The liaison justice for the Board of Law Examiners (BLE) says that the BLE needs to do better explaining the testing and scoring of the exam to applicants. And that applicants need to do better on the exam portion of the bar exam. Justice Brian Zahra, a former BLE board member and essay exam grader, spoke to the State Bar Board of Commissioners about the exam at the Nov. 16 meeting of the Board of Commissioners last Friday. The State Bar had asked for an explanation of the dramatic drop in the passage rate in 2012 due to the proliferation of questions about the exam from the legal and law school community. Justice Zahra's comments made clear that the BLE's decisions about the exam are not dictated by the Supreme Court but that the Court is paying attention to the exam.

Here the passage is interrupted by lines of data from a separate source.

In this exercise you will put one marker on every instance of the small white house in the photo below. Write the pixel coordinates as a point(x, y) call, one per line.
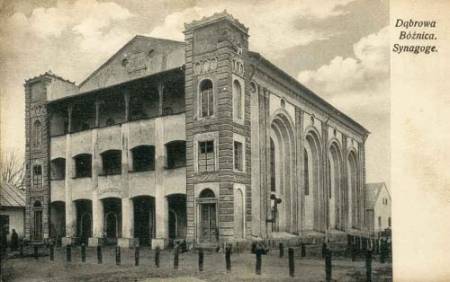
point(12, 210)
point(378, 207)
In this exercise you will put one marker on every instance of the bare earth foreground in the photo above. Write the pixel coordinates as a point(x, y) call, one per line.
point(274, 268)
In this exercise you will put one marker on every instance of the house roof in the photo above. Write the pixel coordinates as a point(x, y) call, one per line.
point(372, 192)
point(11, 196)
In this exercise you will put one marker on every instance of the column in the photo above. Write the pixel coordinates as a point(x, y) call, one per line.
point(127, 239)
point(69, 204)
point(300, 169)
point(161, 202)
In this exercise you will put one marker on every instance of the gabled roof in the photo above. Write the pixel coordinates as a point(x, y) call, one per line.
point(309, 94)
point(372, 192)
point(11, 196)
point(147, 39)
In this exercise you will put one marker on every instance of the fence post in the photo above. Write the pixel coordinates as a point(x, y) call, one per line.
point(291, 262)
point(200, 259)
point(68, 253)
point(369, 265)
point(136, 256)
point(328, 266)
point(52, 252)
point(157, 254)
point(175, 258)
point(117, 255)
point(36, 252)
point(258, 261)
point(83, 252)
point(99, 255)
point(228, 257)
point(281, 247)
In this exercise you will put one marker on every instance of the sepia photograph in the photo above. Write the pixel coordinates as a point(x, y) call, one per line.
point(195, 140)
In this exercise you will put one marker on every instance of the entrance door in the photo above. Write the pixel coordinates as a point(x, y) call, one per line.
point(208, 222)
point(111, 226)
point(86, 226)
point(38, 225)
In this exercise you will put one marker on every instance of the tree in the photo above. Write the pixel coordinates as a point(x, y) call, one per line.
point(12, 170)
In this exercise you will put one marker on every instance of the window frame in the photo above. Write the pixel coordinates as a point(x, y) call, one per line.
point(37, 177)
point(211, 100)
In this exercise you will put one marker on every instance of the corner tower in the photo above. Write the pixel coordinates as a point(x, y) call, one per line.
point(217, 130)
point(37, 158)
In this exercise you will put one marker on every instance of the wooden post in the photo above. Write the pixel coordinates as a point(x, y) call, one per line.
point(99, 255)
point(136, 256)
point(200, 259)
point(328, 265)
point(281, 247)
point(36, 252)
point(303, 250)
point(291, 262)
point(228, 257)
point(68, 253)
point(117, 255)
point(157, 254)
point(83, 253)
point(369, 265)
point(175, 258)
point(258, 262)
point(52, 252)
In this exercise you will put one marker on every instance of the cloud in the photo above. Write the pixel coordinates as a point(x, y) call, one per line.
point(271, 23)
point(360, 87)
point(369, 66)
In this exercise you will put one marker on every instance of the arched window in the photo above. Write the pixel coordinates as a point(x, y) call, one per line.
point(272, 166)
point(37, 176)
point(37, 131)
point(58, 169)
point(207, 193)
point(237, 99)
point(206, 98)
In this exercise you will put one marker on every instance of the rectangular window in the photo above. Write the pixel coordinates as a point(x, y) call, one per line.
point(176, 154)
point(4, 223)
point(206, 158)
point(37, 176)
point(238, 159)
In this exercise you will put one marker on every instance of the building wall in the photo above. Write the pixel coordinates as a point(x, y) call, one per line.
point(16, 220)
point(212, 53)
point(382, 210)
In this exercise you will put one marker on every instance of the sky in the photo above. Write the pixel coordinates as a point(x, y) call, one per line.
point(337, 48)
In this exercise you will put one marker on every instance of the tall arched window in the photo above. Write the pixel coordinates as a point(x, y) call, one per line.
point(37, 131)
point(237, 99)
point(206, 98)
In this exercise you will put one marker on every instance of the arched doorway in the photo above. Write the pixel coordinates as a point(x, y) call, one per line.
point(177, 216)
point(84, 220)
point(37, 214)
point(282, 162)
point(58, 220)
point(112, 208)
point(208, 217)
point(144, 219)
point(314, 201)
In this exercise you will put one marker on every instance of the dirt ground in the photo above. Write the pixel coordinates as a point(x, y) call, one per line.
point(243, 268)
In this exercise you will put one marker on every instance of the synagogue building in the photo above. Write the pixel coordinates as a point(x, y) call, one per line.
point(203, 140)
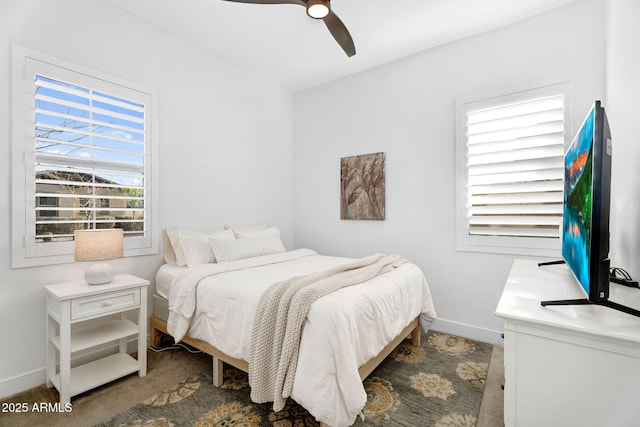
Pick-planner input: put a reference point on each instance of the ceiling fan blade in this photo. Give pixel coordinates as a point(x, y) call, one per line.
point(300, 2)
point(339, 32)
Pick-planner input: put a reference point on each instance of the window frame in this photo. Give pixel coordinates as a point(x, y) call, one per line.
point(513, 245)
point(24, 250)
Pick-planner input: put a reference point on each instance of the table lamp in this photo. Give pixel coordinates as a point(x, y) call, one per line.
point(99, 245)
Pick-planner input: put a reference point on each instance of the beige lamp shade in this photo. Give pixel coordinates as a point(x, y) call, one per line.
point(99, 245)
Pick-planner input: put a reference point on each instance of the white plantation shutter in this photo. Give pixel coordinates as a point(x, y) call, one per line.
point(82, 158)
point(90, 155)
point(512, 161)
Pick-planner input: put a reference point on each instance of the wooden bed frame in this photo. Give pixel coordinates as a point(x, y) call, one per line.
point(159, 327)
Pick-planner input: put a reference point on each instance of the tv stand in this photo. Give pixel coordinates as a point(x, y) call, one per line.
point(577, 365)
point(584, 301)
point(560, 261)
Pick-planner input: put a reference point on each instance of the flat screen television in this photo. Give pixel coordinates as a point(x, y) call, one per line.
point(586, 208)
point(587, 195)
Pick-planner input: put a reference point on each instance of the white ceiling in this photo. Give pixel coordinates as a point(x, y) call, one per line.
point(283, 45)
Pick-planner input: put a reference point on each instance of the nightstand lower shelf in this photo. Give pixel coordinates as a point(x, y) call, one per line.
point(99, 372)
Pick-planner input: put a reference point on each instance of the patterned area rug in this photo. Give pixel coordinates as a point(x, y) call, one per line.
point(439, 384)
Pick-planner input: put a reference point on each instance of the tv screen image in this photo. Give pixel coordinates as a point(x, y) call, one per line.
point(578, 202)
point(586, 210)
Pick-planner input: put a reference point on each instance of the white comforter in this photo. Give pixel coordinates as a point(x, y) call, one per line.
point(343, 330)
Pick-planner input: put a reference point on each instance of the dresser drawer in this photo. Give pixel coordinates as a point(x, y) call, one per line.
point(98, 305)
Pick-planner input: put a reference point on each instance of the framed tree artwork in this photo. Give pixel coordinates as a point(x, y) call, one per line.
point(362, 187)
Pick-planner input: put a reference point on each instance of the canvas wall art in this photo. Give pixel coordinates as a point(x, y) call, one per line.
point(362, 187)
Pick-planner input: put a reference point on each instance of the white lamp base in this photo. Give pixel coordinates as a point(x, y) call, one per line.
point(99, 274)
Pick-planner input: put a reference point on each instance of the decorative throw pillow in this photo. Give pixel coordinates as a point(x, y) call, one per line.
point(231, 250)
point(196, 246)
point(245, 233)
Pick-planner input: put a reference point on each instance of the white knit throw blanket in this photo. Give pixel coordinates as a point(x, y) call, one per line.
point(280, 314)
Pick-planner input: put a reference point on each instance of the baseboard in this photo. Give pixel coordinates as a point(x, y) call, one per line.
point(468, 331)
point(37, 377)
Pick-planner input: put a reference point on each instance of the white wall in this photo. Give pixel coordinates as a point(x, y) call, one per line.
point(623, 98)
point(226, 148)
point(407, 109)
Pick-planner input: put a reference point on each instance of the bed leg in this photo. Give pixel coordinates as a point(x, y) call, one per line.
point(415, 336)
point(218, 372)
point(155, 337)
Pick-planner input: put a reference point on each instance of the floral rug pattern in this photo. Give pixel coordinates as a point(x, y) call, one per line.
point(438, 384)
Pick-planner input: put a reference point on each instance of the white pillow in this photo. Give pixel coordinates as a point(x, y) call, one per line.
point(172, 251)
point(246, 227)
point(196, 246)
point(231, 250)
point(244, 233)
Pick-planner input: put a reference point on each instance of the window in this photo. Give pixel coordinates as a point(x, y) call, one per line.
point(510, 171)
point(83, 153)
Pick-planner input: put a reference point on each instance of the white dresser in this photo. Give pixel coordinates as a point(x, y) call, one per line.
point(574, 365)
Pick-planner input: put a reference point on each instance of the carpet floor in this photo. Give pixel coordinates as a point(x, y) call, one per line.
point(406, 390)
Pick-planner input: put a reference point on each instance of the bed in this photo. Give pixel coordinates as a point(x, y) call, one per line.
point(212, 304)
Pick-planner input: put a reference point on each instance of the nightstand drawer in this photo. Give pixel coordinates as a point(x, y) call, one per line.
point(98, 305)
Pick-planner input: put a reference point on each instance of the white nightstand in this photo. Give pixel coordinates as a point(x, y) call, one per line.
point(75, 302)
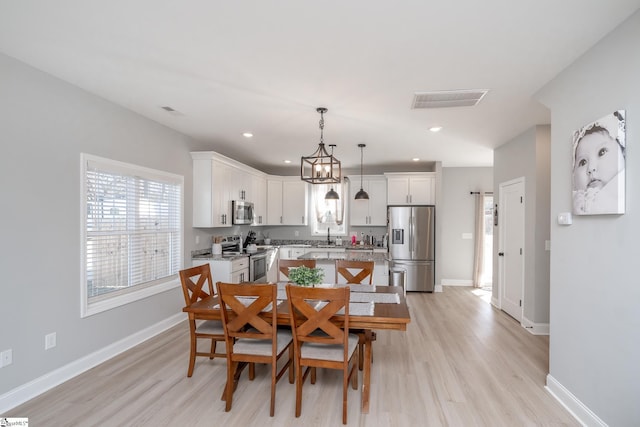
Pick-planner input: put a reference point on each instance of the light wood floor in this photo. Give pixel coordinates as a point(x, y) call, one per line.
point(460, 363)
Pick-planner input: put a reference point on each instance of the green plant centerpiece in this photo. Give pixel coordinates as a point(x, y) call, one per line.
point(305, 276)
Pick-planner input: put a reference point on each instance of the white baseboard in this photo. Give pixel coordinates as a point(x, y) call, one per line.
point(456, 282)
point(33, 388)
point(576, 408)
point(535, 328)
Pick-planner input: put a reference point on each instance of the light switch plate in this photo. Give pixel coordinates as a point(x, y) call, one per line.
point(6, 358)
point(564, 218)
point(50, 341)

The most probable explanation for the drop in the passage rate was the BLE's decision to stop scaling the essay portion of the exam. Scaling the essay scores to the multistate score is typically done to ensure that, for the total group of candidates taking the bar exam on a given test date, the mean, or average, and the standard deviation of the essay scores are the same as the mean and the standard deviation of the MBE scores on the MBE scale.
Justice Zahra's appearance before the Board of Commissioners is unlikely to be the end of the conversation about the bar exam results. The deans of Michigan's law schools have asked the Supreme Court for a meeting on the subject of the exam.